As an example, this morning I dropped off my son’s car to be serviced. When I pick it up later today I will pay for the work completed. If that is the only place where the money goes within a given period of time, and the shop owner puts it in his savings account, it would have a velocity of one.
Now say the shop owner takes the money and goes to the store to buy groceries. The grocer then spends that money on wages for a clerk and the clerk pays his rent. In this case the money velocity has risen to 4. When an economy is healthy, lots of buying and selling exists and money moves quickly. Unfortunately, the US economy is in the exact opposite state right now and indicates we may enter into a deflationary state even though the Federal Reserve has been turning on the faucet by flooding the system with more money. Some will argue this is creating a financial bubble, like the dot.com and housing market bubbles we have seen since the turn of this century.
When you look at the velocity of money supply as defined by M1, you will see that velocity declines during a recession, as you can tell with the shaded areas of the chart below. Now M1 is includes all physical money, demand deposits, and NOW accounts. The odd circumstance is that M1 has continued to fall since the last recession and is now at a near 20 year low.
Even if you look at the M2 money supply, the news is not good. M2 includes all of M1 plus savings deposits, money market mutual funds, and other time deposits. The velocity of M2 has now dropped to the lowest level ever recorded.
According to the velocity of money indicators, we should be in the throes of a recession.
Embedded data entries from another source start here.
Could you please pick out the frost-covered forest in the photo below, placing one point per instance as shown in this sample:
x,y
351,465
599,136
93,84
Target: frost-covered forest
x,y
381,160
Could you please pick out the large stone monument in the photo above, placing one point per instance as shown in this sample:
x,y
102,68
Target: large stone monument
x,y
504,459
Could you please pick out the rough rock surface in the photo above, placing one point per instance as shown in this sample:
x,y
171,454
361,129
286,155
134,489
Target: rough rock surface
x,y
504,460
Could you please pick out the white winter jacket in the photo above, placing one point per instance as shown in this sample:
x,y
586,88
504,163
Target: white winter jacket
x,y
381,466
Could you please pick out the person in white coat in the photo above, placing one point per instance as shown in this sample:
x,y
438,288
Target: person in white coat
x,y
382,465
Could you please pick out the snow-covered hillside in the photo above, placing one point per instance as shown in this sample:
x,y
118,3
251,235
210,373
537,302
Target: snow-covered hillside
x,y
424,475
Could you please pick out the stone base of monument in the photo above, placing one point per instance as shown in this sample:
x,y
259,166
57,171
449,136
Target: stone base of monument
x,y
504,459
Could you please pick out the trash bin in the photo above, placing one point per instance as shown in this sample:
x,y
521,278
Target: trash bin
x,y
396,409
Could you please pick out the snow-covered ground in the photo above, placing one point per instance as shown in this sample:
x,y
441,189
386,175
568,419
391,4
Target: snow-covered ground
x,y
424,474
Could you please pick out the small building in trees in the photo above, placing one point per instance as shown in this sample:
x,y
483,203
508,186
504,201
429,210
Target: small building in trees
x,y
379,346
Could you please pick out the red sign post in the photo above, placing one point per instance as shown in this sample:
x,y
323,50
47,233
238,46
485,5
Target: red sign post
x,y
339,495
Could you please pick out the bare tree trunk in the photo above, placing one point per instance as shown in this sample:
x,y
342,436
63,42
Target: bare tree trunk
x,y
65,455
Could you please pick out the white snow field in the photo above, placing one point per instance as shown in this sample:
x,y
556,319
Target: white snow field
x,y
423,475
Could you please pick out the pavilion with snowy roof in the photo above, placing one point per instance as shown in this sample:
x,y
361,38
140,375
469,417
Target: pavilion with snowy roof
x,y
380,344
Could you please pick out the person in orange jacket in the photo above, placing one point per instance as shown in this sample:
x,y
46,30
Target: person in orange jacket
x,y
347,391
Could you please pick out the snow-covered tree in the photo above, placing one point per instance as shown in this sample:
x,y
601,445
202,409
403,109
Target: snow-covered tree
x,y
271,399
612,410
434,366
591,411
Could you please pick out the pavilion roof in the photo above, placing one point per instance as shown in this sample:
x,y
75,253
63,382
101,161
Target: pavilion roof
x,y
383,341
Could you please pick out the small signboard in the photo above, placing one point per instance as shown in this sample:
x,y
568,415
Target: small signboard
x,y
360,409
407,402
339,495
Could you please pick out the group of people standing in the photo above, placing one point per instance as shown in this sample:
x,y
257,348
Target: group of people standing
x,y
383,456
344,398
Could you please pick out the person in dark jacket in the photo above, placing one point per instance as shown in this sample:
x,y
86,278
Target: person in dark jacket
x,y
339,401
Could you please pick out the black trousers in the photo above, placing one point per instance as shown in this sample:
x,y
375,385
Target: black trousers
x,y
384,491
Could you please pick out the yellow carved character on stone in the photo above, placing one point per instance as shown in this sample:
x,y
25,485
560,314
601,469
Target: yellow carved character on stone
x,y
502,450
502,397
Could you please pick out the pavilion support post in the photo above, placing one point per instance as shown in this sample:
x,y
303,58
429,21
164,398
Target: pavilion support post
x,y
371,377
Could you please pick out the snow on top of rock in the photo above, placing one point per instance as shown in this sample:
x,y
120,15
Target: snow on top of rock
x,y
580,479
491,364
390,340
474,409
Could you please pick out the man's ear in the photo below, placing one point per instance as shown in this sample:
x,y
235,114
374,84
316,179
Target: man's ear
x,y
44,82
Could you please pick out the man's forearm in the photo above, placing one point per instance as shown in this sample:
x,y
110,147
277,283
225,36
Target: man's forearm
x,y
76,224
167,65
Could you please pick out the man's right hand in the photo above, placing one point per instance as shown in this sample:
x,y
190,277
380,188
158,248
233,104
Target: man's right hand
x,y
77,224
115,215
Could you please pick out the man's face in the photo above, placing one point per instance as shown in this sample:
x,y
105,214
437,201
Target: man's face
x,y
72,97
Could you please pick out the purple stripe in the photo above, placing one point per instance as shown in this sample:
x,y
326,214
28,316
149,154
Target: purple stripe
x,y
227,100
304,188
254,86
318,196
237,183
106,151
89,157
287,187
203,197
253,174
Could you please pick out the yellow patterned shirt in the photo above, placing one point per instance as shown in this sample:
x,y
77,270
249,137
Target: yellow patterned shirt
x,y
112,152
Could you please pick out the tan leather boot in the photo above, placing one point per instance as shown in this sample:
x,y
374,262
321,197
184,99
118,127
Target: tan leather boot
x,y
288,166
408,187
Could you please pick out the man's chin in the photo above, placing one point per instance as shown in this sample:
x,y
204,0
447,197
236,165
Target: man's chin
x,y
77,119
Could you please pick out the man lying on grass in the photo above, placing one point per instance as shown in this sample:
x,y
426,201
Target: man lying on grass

In some ways we are. Even though the unemployment rate is low, a record number of Americans are now out of the work force. The labor force participation rate is the lowest it has been since the Carter years. One in 8 men in their working years of 25-54 are not in the labor force at all. This ratio is at an all-time high since records were kept in 1955. An additional 2.9 million men are classified as unemployed and in the labor force calculation. This leaves a total of 10.2 million men not employed out of a census of 61.1 million American men in the work-force, which equates into a 16.7% unemployment rate for men. It is not a pretty picture for women workers as well.
As the Fed meets this week, everyone is questioning if they will raise interest rates. Though one can never guess what the Fed will do, there seem to be enough economic headwinds here and also in other foreign countries which are experiencing economic recessions and slowing growth, for no increase in rates.
We will just have to see if the slowdown of money velocity is another predictor of a recession and deflation.